In Liberty Lake’s River District, Greenstone Corp., a Liberty Lake-based development company, is constructing a mixed-use town center called the NoLL.
The full development is estimated to cost between $50 million and $75 million, says Jim Frank, Greenstone CEO. NoLL stands for North Liberty Lake.
Frank says the NoLL’s initial 20,000-square-foot building is occupied by New Love Coffee LLC, an information and welcome center, Greenstone’s own design center, a restaurant, a barber shop, and an eyelash retail and training store.
Foundations have been laid for four other buildings in the development, including a 2,500-square-foot dental office and a 12,000-square-foot mixed-use building with ground-floor retail space with residential units above.
Greenstone Corp. is acting as its own contractor on the town center development. Shoesmith Cox Architects PLLC, in Seattle, created the original building designs for the NoLL as part of the River District master plan.
The NoLL is located on about 20 acres of land immediately west of North Harvard Road, in Liberty Lake. The site is just south of the Harvard Road Trailhead on the Centennial Trail, which is south of the Spokane River and north of Interstate 90.
The NoLL town center will have between 15 and 20 buildings once complete. The buildings will range in size from 1,000 square feet for a single-story retail building to 30,000 square feet for a three-story mixed-use building.
“There will be a mixture of building sizes. Some of the buildings will be single-story ground floor retail buildings that will tend to be smaller,” Frank says. “Some of the buildings are going to be two and three stories with residential above retail.”

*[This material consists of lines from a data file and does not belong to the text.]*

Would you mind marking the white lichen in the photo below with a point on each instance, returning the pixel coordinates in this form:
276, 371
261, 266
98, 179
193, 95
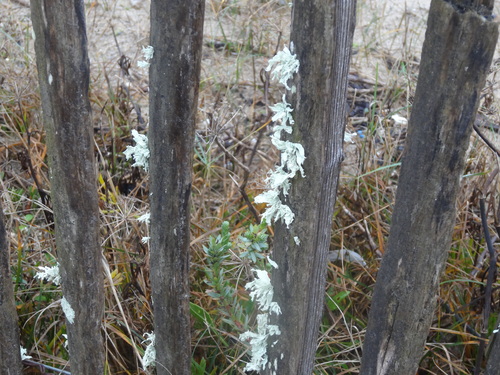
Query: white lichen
258, 342
65, 336
275, 209
262, 292
50, 274
68, 310
272, 262
146, 218
283, 66
147, 53
149, 358
349, 137
24, 354
139, 152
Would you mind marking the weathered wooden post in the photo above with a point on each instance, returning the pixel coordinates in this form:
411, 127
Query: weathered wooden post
457, 52
10, 357
63, 71
176, 37
322, 32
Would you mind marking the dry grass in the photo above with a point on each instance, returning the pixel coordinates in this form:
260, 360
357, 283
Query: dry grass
232, 155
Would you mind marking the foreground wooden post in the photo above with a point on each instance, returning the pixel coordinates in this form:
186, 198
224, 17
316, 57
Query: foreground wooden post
176, 36
322, 32
63, 71
10, 358
457, 52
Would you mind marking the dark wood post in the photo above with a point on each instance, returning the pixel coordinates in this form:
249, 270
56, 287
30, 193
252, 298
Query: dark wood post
176, 36
63, 71
457, 52
10, 357
322, 32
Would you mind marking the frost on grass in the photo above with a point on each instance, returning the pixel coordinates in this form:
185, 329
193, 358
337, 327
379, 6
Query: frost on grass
50, 274
148, 53
149, 358
68, 310
283, 66
139, 152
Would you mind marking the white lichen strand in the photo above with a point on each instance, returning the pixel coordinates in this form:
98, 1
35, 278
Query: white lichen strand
68, 310
275, 210
50, 274
24, 354
283, 66
139, 152
263, 292
272, 262
148, 53
146, 218
258, 342
149, 358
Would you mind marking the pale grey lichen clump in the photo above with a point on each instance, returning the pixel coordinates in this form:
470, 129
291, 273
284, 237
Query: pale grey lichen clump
149, 358
68, 310
261, 292
148, 53
50, 274
139, 152
283, 66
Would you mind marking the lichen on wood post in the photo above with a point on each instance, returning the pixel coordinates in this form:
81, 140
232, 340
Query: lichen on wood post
457, 52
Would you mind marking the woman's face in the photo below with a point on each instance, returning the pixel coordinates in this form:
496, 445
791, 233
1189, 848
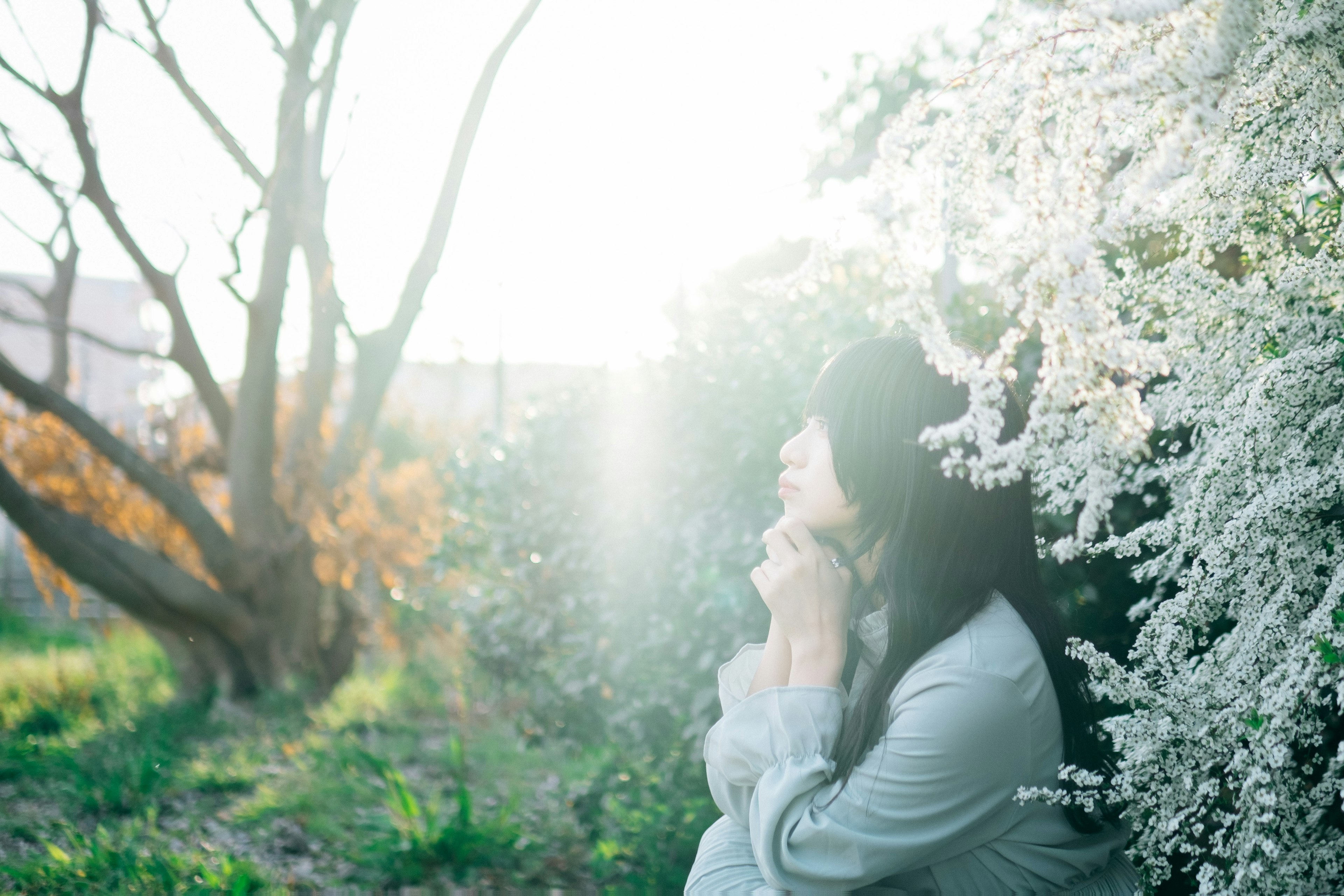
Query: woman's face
810, 489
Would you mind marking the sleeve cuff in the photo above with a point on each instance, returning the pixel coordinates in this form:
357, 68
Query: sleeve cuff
775, 724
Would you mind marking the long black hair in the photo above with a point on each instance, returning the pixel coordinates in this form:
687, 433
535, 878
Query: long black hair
948, 547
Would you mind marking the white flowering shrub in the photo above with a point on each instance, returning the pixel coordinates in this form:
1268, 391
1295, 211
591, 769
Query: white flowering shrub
1150, 187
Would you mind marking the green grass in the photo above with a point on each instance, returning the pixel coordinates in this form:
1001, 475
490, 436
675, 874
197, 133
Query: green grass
398, 778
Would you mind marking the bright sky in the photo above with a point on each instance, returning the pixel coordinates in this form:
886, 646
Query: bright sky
627, 148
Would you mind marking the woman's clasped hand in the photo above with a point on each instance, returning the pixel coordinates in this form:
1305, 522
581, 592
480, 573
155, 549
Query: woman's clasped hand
810, 601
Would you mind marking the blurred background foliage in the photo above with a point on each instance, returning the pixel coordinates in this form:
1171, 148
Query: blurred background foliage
530, 708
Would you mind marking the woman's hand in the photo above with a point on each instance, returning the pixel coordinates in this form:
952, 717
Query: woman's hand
810, 601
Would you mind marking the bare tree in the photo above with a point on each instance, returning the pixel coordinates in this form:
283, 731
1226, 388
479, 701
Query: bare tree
261, 617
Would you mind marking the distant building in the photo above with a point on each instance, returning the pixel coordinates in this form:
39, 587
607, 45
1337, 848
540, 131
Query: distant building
104, 382
464, 396
457, 397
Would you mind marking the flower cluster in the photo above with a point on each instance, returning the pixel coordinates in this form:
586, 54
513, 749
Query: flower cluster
1150, 187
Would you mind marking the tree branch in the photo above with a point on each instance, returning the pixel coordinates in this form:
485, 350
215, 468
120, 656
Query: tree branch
186, 352
277, 45
379, 351
174, 588
167, 59
76, 556
216, 546
83, 334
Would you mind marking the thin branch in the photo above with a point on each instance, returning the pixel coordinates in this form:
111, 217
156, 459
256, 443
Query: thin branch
83, 334
94, 19
277, 45
23, 34
186, 351
1326, 170
232, 242
167, 59
217, 547
379, 351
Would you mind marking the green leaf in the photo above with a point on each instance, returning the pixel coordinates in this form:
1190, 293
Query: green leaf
1330, 655
59, 855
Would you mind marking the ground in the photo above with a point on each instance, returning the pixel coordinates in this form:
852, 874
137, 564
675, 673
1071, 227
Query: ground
412, 773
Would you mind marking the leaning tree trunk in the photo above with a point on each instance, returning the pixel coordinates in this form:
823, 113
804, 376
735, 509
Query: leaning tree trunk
259, 617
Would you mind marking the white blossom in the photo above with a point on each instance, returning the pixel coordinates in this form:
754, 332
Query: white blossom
1206, 131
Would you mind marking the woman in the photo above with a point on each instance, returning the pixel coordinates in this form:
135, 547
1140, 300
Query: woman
961, 692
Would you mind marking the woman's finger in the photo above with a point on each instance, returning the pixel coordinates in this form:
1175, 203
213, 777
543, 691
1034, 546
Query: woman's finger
779, 546
800, 538
760, 581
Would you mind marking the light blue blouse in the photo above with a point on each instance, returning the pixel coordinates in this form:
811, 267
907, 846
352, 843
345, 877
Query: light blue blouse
931, 809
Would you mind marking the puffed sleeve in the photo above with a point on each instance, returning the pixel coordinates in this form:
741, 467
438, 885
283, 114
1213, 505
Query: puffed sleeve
941, 780
734, 681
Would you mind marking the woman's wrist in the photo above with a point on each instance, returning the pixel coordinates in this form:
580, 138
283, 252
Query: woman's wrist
816, 664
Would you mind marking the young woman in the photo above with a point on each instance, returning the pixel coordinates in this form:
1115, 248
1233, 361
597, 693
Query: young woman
926, 592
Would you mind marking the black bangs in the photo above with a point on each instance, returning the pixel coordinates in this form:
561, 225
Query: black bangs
945, 546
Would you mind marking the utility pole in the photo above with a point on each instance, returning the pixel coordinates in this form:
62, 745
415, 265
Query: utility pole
499, 382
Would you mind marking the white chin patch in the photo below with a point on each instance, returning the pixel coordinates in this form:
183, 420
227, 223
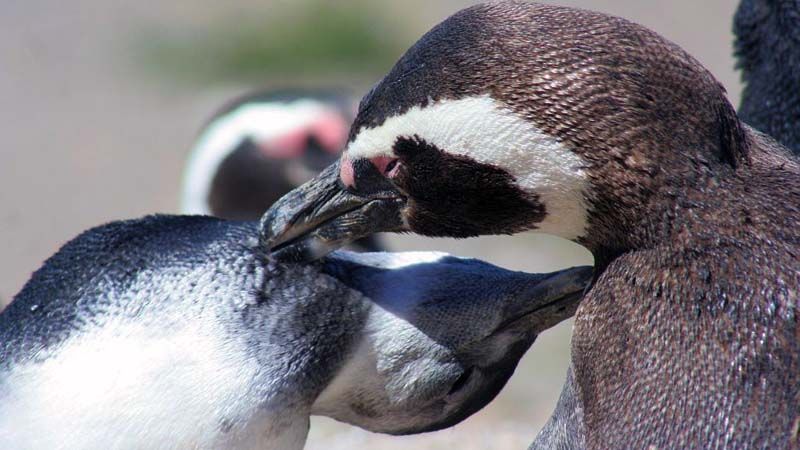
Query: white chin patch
486, 131
258, 121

Frank says improvements to the NoLL area’s sidewalks, landscaping, and street frontage were on hold during the winter and will continue this spring.
“This isn’t like we’re building a normal mall or strip center or something where you know exactly what’s going in, and you just go in and build it. This is going to get built in stages over a five-year period,” Frank says. “We want it to have an organic feel to it, like it was developed over time—like most small-town centers are, like in Colville and Colfax.”